The question remains what role the United Nations can play in the conflict. The international community has very little influence on the parties involved, argues Mareike Transfeld, a political scientist at the German institute for International and Security Affairs (SWP) in Berlin.

"Only Yemenis can effectively thwart the political crisis in Yemen by taking political action," she says. "With regard to the complex network of Yemeni groups involved, military intervention from the outside would only contribute to a deterioration of the situation.

Publicist Azmi Bishara agrees Yemen itself holds the key to peace. The Houthis may not be in a position to rule the country on their own, he says, but unlike their rivals - who constantly form different coalitions - they have established themselves as a strong power that can no longer be disregarded.

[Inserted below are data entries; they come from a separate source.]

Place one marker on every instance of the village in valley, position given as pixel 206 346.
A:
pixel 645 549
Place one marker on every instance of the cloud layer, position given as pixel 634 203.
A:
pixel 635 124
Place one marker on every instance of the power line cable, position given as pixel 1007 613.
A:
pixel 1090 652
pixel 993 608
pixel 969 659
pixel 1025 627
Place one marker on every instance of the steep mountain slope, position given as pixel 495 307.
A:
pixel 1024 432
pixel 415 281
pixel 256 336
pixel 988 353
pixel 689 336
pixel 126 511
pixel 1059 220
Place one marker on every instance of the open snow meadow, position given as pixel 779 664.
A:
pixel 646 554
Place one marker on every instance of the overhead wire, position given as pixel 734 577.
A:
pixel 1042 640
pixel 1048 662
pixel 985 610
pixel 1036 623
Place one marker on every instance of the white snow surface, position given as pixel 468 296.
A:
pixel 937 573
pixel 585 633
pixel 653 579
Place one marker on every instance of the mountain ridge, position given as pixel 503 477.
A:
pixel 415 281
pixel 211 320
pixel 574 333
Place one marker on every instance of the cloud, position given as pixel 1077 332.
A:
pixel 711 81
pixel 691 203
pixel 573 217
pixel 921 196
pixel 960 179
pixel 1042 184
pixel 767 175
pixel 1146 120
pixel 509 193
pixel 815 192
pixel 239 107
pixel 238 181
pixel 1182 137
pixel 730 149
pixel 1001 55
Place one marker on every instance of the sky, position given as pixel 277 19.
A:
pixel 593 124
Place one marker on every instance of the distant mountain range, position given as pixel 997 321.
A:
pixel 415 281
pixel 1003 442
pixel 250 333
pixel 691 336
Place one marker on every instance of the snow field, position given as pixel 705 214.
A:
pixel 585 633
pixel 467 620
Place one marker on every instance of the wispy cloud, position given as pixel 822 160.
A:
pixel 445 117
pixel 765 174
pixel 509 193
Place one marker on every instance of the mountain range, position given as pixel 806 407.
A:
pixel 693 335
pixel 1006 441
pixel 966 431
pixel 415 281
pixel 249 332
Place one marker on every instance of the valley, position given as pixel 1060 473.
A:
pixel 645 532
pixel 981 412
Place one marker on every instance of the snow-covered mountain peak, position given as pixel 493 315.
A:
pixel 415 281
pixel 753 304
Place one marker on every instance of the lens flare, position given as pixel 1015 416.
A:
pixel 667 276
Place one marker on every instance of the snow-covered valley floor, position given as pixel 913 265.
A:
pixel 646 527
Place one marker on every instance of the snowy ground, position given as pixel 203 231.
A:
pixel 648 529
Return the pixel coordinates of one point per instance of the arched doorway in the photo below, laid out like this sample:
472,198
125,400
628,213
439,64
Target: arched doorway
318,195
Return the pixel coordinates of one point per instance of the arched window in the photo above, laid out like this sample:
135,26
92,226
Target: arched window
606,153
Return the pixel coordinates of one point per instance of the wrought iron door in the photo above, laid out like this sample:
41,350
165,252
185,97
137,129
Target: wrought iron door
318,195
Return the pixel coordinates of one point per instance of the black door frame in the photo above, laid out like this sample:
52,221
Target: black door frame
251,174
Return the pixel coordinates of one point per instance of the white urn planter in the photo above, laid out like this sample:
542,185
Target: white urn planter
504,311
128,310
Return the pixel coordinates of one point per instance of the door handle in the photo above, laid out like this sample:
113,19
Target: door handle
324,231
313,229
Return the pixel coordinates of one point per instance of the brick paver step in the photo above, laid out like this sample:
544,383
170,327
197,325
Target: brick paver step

"They must be included in the national dialogue, where they can act as a national power," Bishara says. In that case, they would have to accept the country's pluralist nature and stop forcing their will on others, Bishara writes on the Al-Arabi al-Jadid website

Collapse threatens

Perhaps public opposition will help. The protests that began in 2011 have come to a standstill for the time being, but many say it is time to take to the streets again. "It's still a revolution, with the same goals," the Al-Jazeera news network quotes a young man who, like so many, joined a march against the Houthis.

Much depends on how the Houthis assess the threat posed by Sunni jihadists. Al Qaeda in the Arabian Peninsula (AQAP) has been active as a particularly aggressive terrorist cell for quite a while in Yemen. Now it seems the IS also has a foothold in the country - and it just might be tempted to expand its sphere of influence at the AQAP's cost.